There are different reasons for heckling opposing players. One is to make other fans laugh. Another is to set yourself up as one who will regularly heckle. Yet another is to encourage others - even many others - to heckle as well, so that group heckling can occur. But the underlying idea behind all of it is to make the atmosphere as uncomfortable as possible for the visiting player (within reasonable limits), so that his performance is lessened. This adds real meaning to the term, "home field advantage." Fans doing what they can to help their team win is a mark of good fans.

Monday, March 3, 2008

Cast and Crew: Centerfield Bums

Just as there was an identifiable group of left field bleacher bums, there was one in center field as well. They sat just on the left field side of the "tunnel" in straight away center field. This tunnel was the gap between bleacher sections that provided the hitter's backdrop and the path for bringing things on and off the field through the center field gate.

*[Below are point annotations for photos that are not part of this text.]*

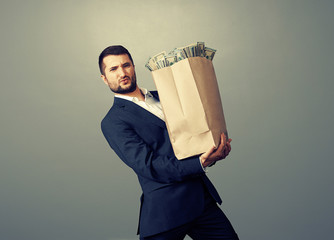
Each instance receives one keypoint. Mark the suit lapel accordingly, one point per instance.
(138, 112)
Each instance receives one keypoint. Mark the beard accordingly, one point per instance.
(127, 89)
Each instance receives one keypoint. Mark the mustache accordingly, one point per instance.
(124, 78)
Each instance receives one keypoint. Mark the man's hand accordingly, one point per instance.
(215, 154)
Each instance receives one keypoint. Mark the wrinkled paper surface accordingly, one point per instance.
(191, 102)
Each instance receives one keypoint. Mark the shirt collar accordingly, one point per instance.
(146, 93)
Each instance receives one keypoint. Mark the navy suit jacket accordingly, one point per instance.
(173, 190)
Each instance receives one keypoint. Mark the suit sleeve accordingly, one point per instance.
(134, 152)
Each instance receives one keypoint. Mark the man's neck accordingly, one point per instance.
(136, 93)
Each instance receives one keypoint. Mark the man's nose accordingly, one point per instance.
(122, 72)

Anyway, we could hear the centerfield bums yell, not always being able to make out what they yelled, and they had everyday regulars, just like we did. Before I got to know any of them, I knew them by nicknames given to them mostly by John and Mac. How these nicknames originated were sometimes beyond me and even beyond John and Mac too. Nicknames like Walsh, Grip and Mom. Mom was easy to understand because this lady always brought lots of kids to the game. I later found out that she ran a daycare out of her home, sometimes with special needs kids, and would bring them all to every day game. Walsh, whose name was really Dave, was the main heckler and the leader of group heckles. He always wore an old, faded felt A's hat from the early 70's, and was a hippie Berkeley attorney. Grip was a high school kid from Oakland. I later found out that Walsh had a brother there (the family name was White) who called himself Egg. So he was Egg White, and had an annual brain teaser trivia quiz. Another woman was Pegirae. There were a number of others who were there all the time that I never got to know. They had their special heclkings and group cheers, many of which we adopted.

Later on in the late 80's/early 90's another centerfield group arose, just on the right field side of the tunnel. They were early 20 something's who worshipped A's center fielder, Dave Henderson. They called themselves "Hendu's Bad Boy Club" and hung signs from the front row railing. They got to know Henderson personally and went out drinking with him, etc. I never got to know any of them. They were young and rowdy but had no sophistication beyond yelling "ooh, ooh, ooh" with their arms pumping like apes, as was the pop culture fad of the time. They also had the lowered Japanese pickup trucks with the loud subwoofers and the "bad boy" icon stickers (crew cut, scowl and protracted Popeye forearm.)